Voyage en désir inconnu
Etre homosexuel, mais qu’est-ce donc ? On pourrait croire la question évanouie. Comme si, désormais, il suffisait de répondre : « rien de spécial »., Libéralisation des mœurs, évolution des mentalités, mariage pour tous, multiplication des Gay Pride, audience des mouvements LGBT… indiquent en effet un affaiblissement accéléré des exclusions anciennes. Désirer des gens du même sexe que le sien a pratiquement cessé d’être monstrueux, diabolique ou pathologique. En tout cas dans les sociétés ouvertes et libérales. Seules des cultures closes, archaïques et crispées connaitraient encore l’incompréhension, l’exclusion, les persécutions envers les homosexuels. Voilà qui semble globalement exact. C’est pourtant bien trop vite dit. Car, au quotidien, quantité de distances, de frontières et de malentendus perdurent. Parce que la sexualité n’est pas simple affaire de goût, aussi anodine et innocente que de préférer le rouge au bleu ou les pommes aux poires.

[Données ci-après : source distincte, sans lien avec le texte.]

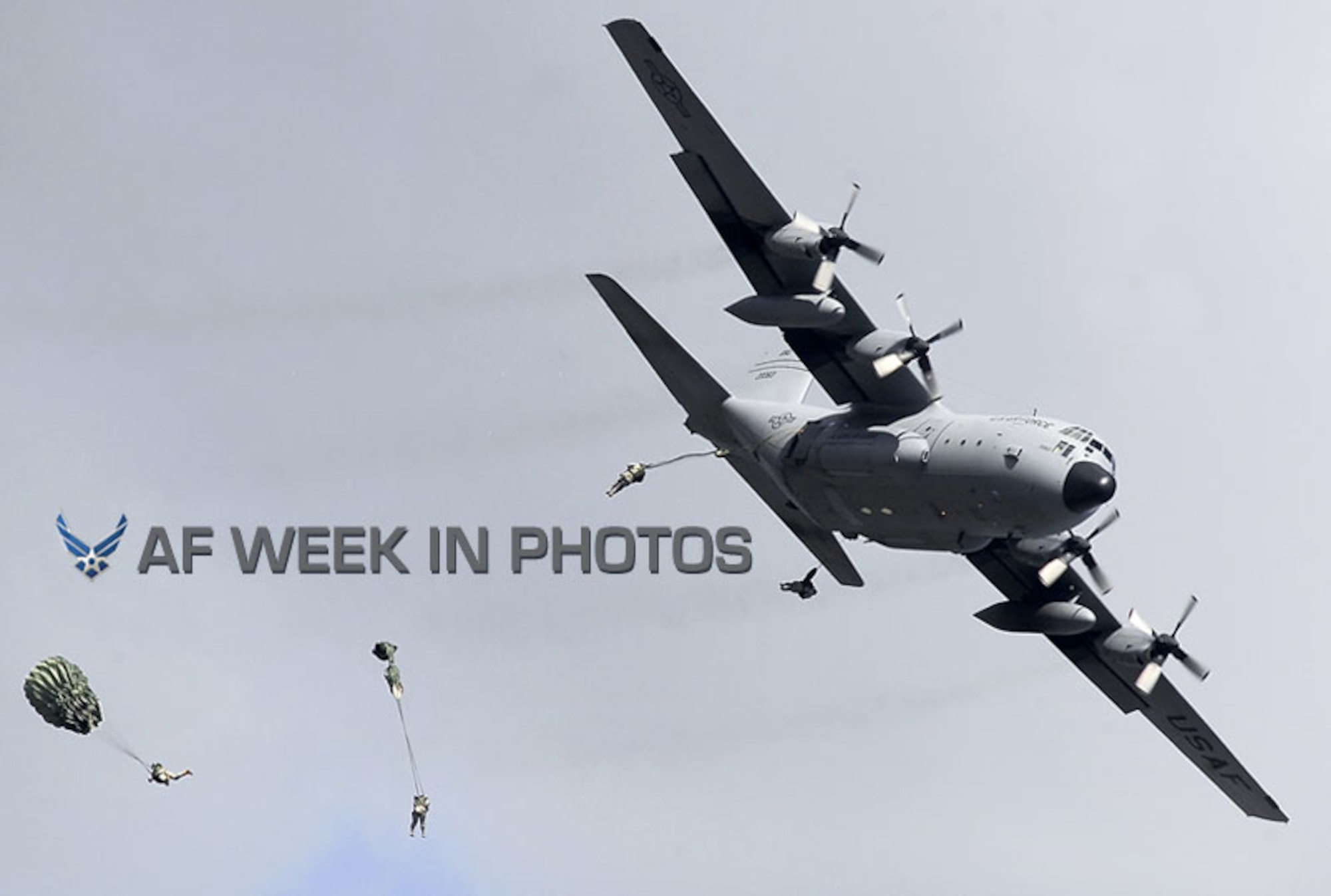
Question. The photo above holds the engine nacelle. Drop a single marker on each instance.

Avec finesse et intelligence, William Marx commence par souligner combien le désir sexuel – « chose mentale », aurait dit Léonard de Vinci – donne forme au rapport à soi, au monde, aux autres. Il n’engage pas seulement, et de loin, excitations ou manières de jouir. Au contraire, il trace, de proche en proche, des chemins esthétiques, éthiques, politiques qui se révèlent vite singuliers, à condition qu’on les explore et les décrive comme ils le méritent. De telles investigations supposent d’oser se mettre à nu, tout en parvenant à penser précisément ce qu’on vit. Elles demeurent donc fort rares. La réussite de cet essai ciselé, fragmentaire et atypique, tient d’abord à ce double registre : les anecdotes y côtoient les concepts, les confessions intimes les analyses générales. Il y est en effet « question d’amour, de drague, de fantasme, de pornographie et de taille du pénis, mais aussi de Vélasquez, Kant, Proust, Oshima et Cat Stevens, des chauffeurs de taxi, des colonies de vacances (…). De la vie érotique de Jésus, également. Et de la vie tout court. »

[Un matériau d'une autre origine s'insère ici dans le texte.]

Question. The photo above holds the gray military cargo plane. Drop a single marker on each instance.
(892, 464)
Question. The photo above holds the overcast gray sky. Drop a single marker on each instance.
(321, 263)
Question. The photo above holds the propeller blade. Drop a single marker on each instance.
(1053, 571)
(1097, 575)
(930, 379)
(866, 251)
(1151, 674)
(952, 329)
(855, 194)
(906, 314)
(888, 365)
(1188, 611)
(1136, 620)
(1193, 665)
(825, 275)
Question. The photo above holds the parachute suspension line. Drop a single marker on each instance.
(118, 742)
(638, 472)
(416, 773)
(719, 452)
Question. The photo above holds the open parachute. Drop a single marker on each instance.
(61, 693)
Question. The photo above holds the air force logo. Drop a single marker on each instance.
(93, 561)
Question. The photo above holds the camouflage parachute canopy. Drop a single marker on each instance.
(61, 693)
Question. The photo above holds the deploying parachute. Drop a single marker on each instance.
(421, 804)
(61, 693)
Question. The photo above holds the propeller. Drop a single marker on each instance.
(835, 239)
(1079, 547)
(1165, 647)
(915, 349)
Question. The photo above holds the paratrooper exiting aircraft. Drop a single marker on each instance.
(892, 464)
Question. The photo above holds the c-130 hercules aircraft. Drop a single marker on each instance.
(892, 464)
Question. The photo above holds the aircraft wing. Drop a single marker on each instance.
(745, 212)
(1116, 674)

Exemple : un chauffeur de taxi, à Toulouse, vante complaisamment à l’auteur la présence dans la ville de quantités d’étudiantes, forcément accortes, dont le printemps dénude les bras et pourvoie les jambes de bas résille… Comment dire au taxi qu’il se trompe d’interlocuteur ? Que n’existe entre eux, aucune complicité machiste ? Si une connivence était possible, l’auteur-client fantasmerait plutôt sur le chauffeur… Dans cette conversation, la plus banale qui soit, en apparence, une frontière invisible sépare les interlocuteurs. William Marx la dénomme limes, du nom qui désignait en latin les limites de l’Empire romain. Ce qui est massivement « normal », évident, usuel, implicite… c’est d’être hétérosexuel – pour le taxi, les amis, les publicités, la société. Vivre hors de cet empire, c’est éprouver à chaque instant le sentiment d’être au-dehors, de venir d’ailleurs – ce que l’auteur appelle « l’étrangement. »
La vraie force de cet essai n’est pas seulement de faire entrevoir et comprendre du dedans une existence homosexuelle, mais bien de permettre à tout un chacun d’éprouver l’étrangeté de son désir. Un hétérosexuel (personne n’est parfait…) sera conduit par ce périple intelligent et sensible hors de son monde usuel. Histoire d’en mesurer les limites, la contingence. Et donc, en un sens, l’étrangeté.